Are there periods where no students interacted with Moodle?
If there were time periods were no student at all interacted with the Moodle server (according to the log data), we’d have evidence for some potential Server failure.
Preprocess data
Let’s filter the log data for the exam time of the first exam (there were two on the relevant day):
d_exam1 <-
d_anom %>%
filter(time_stamp < ymd_hm("2022-01-31 09:20")) %>%
filter(time_stamp > ymd_hm("2022-01-31 07:55"))
Check for missing data:
d_exam1 %>%
summarise(across(everything(), ~ sum(is.na(.))))
## # A tibble: 1 × 8
## Ereigniskontext Komponente Ereignisname Herkunft user ip time_stamp id
## <int> <int> <int> <int> <int> <int> <int> <int>
## 1 0 0 0 0 0 0 0 0
OK, no missings, that’s reassuring in terms of data quality.
Overall times of server contact
d_exam1 %>%
select(time_stamp) %>%
ggplot(aes(x = time_stamp)) +
scale_x_datetime() +
geom_histogram()
## `stat_bin()` using `bins = 30`. Pick better value with `binwidth`.
Hm…
d_exam1 %>%
select(time_stamp) %>%
ggplot(aes(x = time_stamp)) +
scale_x_datetime() +
geom_density()
Looks unsuspicious.
Let’s depict each server interaction as a dot:
d_exam1 %>%
cbind(y = runif(n = nrow(d_exam1))) %>%
relocate(y, .before = 1) %>%
relocate(time_stamp, .before = 2) %>%
ggplot(aes(x = time_stamp, y = y)) +
geom_point(alpha = .1) +
scale_x_datetime() +
scale_y_continuous(limits = c(0, 1))
Let’s zoom in right before the end of the test:
d_exam1 %>%
cbind(y = runif(n = nrow(d_exam1))) %>%
relocate(y, .before = 1) %>%
relocate(time_stamp, .before = 2) %>%
ggplot(aes(x = time_stamp, y = y)) +
geom_point(alpha = .1) +
scale_x_datetime(limits = c(ymd_hm("2022-01-31 08:50"), ymd_hm("2022-01-31 09:00"))) +
scale_y_continuous(limits = c(0, 1))
## Warning: Removed 6447 rows containing missing values (geom_point).

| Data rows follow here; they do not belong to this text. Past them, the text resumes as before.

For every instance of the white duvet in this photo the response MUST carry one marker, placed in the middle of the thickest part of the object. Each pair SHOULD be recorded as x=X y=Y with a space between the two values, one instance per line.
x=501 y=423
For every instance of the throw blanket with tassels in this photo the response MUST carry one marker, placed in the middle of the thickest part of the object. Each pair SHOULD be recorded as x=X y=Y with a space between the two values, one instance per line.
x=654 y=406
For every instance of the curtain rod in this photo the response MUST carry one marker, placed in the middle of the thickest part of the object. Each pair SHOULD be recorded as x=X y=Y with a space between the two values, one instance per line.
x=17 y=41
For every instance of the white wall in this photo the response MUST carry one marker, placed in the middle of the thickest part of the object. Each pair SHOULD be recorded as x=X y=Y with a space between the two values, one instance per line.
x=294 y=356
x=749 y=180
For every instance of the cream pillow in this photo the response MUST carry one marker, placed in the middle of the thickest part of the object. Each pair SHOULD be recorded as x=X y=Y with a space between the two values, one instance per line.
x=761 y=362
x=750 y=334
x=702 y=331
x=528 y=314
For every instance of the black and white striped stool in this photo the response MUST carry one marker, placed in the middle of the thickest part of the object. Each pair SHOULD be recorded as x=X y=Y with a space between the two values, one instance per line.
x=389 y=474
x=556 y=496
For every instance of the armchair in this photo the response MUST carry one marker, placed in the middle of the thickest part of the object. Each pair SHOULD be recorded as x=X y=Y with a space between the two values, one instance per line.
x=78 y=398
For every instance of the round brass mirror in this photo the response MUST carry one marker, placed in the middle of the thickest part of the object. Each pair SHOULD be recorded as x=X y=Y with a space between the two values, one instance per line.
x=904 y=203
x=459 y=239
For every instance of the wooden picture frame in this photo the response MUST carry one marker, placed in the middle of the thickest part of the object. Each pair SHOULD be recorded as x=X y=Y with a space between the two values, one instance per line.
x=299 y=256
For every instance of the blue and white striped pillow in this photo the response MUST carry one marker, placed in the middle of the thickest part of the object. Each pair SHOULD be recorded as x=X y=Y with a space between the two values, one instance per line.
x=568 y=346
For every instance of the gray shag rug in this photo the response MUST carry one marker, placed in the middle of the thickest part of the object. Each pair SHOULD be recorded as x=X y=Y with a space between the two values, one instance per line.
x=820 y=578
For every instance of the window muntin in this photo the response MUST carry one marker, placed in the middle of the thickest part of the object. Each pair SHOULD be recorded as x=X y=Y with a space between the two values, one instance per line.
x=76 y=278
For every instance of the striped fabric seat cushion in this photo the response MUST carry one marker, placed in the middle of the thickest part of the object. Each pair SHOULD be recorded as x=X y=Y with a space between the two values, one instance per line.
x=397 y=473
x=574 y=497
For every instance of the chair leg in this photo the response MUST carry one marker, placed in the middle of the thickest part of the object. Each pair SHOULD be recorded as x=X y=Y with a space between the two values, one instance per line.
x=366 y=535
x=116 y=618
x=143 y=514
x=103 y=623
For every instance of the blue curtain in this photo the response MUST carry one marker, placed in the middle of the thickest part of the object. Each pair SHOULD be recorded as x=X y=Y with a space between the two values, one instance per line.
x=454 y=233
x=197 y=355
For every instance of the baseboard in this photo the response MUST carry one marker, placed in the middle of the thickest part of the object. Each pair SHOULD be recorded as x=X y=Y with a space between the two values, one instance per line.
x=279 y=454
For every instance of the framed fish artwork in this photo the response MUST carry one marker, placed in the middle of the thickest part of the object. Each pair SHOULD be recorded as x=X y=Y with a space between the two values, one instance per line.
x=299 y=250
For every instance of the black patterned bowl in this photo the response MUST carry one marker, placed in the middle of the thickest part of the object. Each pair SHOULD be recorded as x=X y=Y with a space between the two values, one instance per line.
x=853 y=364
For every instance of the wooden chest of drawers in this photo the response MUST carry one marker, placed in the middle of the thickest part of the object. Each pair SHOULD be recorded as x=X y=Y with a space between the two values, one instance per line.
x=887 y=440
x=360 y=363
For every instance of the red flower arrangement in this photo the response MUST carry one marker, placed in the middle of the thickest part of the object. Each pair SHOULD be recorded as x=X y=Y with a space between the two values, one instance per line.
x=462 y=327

It appears the time wise resolution of our data does not allow for finer grains than 1 one minute windows.
Let’s try something more quantitatively looking:
d_exam1 %>%
select(time_stamp) %>%
filter(between(time_stamp, ymd_hm("2022-01-31 08:00"), ymd_hm("2022-01-31 08:59"))) %>%
count(time_stamp) %>%
ggplot() +
geom_col(aes(x = time_stamp, y = n))
Looks unsuspicious.
Debrief
Not finding evidence of some failure is not evidence of no failure, in general at least.